# Accessing Juno thru Thunderbird



## Bartender (Jun 10, 2005)

This is going to be one of those posts that gets zero responses unless I really luck out.
We've been using Juno 5 since 1998. DSL is unavailable in our valley. We're paying almost nothing for Juno, otherwise I'd go to PeoplePC or some such.

Anyway, on our Ubuntu Linux PC I was able to set up Evolution to send and receive e-mail thru the Juno servers. I never had to enter any info about ports, and unclicked the "use secure settings" stuff. It works just fine.

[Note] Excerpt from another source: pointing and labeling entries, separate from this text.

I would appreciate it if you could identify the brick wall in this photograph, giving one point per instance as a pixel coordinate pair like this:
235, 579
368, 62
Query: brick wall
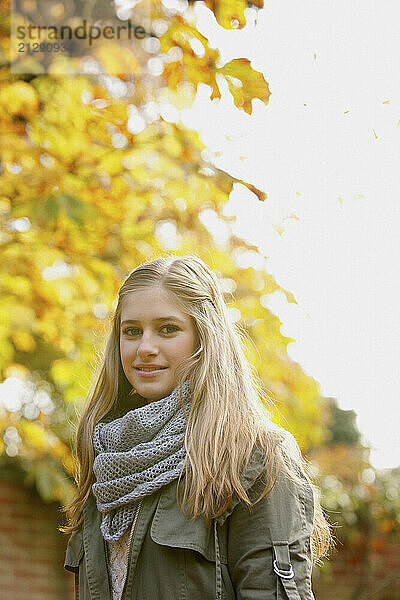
367, 573
32, 550
32, 554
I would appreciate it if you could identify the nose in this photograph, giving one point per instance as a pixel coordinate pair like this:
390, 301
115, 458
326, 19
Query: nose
147, 345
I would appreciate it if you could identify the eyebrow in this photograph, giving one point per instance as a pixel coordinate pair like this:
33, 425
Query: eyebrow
159, 320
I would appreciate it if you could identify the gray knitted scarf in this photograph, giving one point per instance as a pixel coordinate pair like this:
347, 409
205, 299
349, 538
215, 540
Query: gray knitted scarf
136, 455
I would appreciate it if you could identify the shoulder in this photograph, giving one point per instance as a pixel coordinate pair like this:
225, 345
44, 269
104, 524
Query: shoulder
280, 493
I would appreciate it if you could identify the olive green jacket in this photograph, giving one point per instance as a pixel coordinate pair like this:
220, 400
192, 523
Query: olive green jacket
258, 554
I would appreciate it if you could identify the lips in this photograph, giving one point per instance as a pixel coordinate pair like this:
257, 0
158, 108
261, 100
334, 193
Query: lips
147, 372
150, 368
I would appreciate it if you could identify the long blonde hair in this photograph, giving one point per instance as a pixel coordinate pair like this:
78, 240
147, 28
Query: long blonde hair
228, 417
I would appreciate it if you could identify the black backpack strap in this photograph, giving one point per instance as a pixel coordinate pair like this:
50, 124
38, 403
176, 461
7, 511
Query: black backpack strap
284, 570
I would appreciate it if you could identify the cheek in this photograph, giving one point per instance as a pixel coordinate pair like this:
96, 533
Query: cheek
126, 351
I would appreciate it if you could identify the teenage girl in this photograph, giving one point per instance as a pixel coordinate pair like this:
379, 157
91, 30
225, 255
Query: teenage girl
186, 489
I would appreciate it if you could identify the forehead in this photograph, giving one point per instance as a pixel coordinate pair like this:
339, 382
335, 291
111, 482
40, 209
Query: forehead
150, 303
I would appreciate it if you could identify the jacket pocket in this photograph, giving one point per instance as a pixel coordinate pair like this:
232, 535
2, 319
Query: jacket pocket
170, 527
73, 557
74, 551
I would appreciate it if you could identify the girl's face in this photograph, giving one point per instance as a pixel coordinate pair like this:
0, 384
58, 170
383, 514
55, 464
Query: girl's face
155, 336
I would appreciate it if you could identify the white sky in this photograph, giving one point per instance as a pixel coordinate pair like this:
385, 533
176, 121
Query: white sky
341, 258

Back on our Windows PC, I installed Thunderbird to see if it would work with Juno. I've gone back and forth with several Juno techies, and posted on MozillaZine, but can't quite seem to get there. TB receives mail but can't send. I get a message saying "Locating authsmtp.juno.com", then "Connecting to authsmtp.juno.com", but then I get an error message saying the servers refused the connection. The Juno techies have said to use Port 25, then 587. They said to use TLS, then another one said SSL. Does anyone know the settings for using TB with Juno?


----------



## whardman (Jun 28, 2006)

Try using "smtp.juno.com". When I google "juno mail servers" I get pop.juno.com and smtp.juno.com. I haven't seen authsmtp.juno.com. There also, should not be any authentication, and the default port is 25.


----------



## ebackhus (Apr 21, 2005)

Zactly right!

pop.juno.com would be the server you connect to to download your e-mail messages. smtp.juno.com is the server you connect to in order to send e-mail messages. Unless they use some very specific settings you shouldn't need to change any defaults for ports. SSL shouldn't even be a part of this...


----------